Hell Ultra crosses four named Himalayan passes. Rohtang La sits at 3,979 metres, Baralacha La at 4,890 metres, Lachung La at 5,082 metres, and Tanglang La, the high point on the course, at 5,328 metres. Average altitude across the 480 km corridor sits above 4,000 metres. Oxygen at Tanglang La is around 50% of sea-level values. Acclimatisation is non-negotiable. Arrive in Manali at least 14 days before race day. Spend days 1-3 at 2,000 metres in Manali with walking only, 4+ litres of water a day, zero alcohol, and easy carbohydrate-rich meals. Move up to Keylong or Sarchu (3,000-4,200 m) for days 4-7 with short MAF-capped easy runs and two rest days. Shift to Leh (3,500 m) for days 8-13 with one acclimatisation hike to 4,500 metres. Talk to a high-altitude doctor about prophylactic Diamox six weeks before race day. Carry a pulse oximeter and check morning oxygen saturation daily.
What is the Rohtang Epic and is it a good first GHRF race?
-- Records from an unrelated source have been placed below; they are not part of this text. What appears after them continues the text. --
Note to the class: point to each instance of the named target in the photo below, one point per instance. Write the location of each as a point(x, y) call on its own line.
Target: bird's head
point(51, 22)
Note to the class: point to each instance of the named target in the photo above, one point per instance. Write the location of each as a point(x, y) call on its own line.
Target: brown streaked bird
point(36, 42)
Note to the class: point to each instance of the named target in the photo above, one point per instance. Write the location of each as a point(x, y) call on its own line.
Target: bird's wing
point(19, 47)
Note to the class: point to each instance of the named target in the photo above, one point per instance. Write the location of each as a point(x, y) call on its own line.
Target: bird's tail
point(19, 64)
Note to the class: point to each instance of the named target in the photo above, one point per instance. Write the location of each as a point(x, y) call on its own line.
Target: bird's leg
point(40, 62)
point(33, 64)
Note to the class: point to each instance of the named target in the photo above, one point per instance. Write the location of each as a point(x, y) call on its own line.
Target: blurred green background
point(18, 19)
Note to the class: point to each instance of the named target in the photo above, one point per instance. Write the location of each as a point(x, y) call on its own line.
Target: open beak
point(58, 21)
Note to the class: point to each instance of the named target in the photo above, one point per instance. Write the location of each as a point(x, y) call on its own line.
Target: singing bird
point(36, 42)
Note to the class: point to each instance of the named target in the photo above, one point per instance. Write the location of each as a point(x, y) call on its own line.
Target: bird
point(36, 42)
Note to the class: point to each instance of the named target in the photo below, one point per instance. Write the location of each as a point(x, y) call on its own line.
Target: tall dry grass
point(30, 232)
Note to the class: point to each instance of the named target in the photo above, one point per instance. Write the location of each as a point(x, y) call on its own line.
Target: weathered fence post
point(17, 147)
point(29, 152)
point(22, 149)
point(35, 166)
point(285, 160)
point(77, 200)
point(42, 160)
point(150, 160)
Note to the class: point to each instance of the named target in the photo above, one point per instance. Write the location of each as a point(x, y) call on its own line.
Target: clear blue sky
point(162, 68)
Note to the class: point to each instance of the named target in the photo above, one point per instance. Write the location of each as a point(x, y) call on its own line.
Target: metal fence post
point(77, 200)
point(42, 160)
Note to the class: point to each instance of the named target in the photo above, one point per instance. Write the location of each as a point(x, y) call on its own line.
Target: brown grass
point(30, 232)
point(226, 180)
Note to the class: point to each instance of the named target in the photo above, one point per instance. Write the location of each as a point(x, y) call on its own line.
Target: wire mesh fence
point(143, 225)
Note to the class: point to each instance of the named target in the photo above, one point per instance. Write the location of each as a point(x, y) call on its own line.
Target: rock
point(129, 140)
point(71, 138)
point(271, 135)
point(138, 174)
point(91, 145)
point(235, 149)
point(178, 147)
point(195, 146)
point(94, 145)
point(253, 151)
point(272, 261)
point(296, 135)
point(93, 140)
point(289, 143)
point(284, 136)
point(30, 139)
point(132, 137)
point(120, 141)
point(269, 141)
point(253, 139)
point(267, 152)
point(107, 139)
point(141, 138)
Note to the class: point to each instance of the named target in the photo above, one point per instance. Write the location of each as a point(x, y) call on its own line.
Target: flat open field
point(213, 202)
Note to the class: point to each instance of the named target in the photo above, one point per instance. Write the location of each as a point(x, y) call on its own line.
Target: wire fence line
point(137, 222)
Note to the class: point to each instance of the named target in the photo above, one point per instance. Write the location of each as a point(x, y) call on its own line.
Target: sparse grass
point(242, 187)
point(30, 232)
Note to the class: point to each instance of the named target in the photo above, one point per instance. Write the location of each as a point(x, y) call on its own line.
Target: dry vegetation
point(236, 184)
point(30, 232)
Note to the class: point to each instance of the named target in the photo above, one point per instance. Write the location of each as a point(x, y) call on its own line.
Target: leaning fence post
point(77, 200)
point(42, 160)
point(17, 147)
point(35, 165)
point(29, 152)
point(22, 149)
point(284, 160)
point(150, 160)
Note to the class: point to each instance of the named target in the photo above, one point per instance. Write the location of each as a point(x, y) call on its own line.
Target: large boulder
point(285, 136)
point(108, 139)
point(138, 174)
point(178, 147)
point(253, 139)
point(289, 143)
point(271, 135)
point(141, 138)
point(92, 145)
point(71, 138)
The Rohtang Epic is the 84 km / 52-mile uphill ultra inside GHRF, marketed by The Hell Race as the only uphill ultra in the world. It starts in Manali at 2,000 metres, climbs almost continuously to Rohtang La at 3,979 metres, and turns around back to Manali. Total elevation gain is 2,267 metres and the cut-off is 16 hours. The 2025 edition started at 22:00 on 21 June, which means runners crest Rohtang La in cold darkness with shredded quads. It is a serious mountain ultra in its own right but it is also the most accessible entry point into the GHRF ecosystem for runners who already have a 50 km or 100 km mountain ultra in their CV. Treat it as a year-one race, the High 5 as a year-two race, the Hell 00 (217 km) as a year-three race, and Hell Ultra as the long-term destination.
What is the High 5 and how is it different from a stage race?
The High 5 is the five-stage marathon format inside GHRF: five full marathons (about 42.195 km each) on five consecutive days, one stage per Himalayan pass. Stage 1 climbs Rohtang La (3,979 m), Stage 2 takes Baralacha La (4,890 m), Stage 3 is the Twin Towers stage across Nakee La and Lachung La (5,082 m), Stage 4 traverses the high-altitude Morey Plains plateau, and Stage 5 crests Tanglang La (5,319 m) into Leh. Each stage starts at 06:00, giving runners the rest of each day to eat, hydrate, and sleep at the night halts. Total distance is roughly 211 km. The High 5 is more humane than Hell Ultra because runners get real sleep between stages, but it is still five marathons in five days at average altitudes above 4,000 metres. Cumulative fatigue, appetite collapse, and altitude-driven sleep disruption are the real opponents. It is also the smartest stepping-stone race for a runner who eventually wants to attempt Hell Ultra.
Race dates, routes, and cut-offs change year to year — always verify details on the official event site before registering. STRIDD is not affiliated with the event organisers.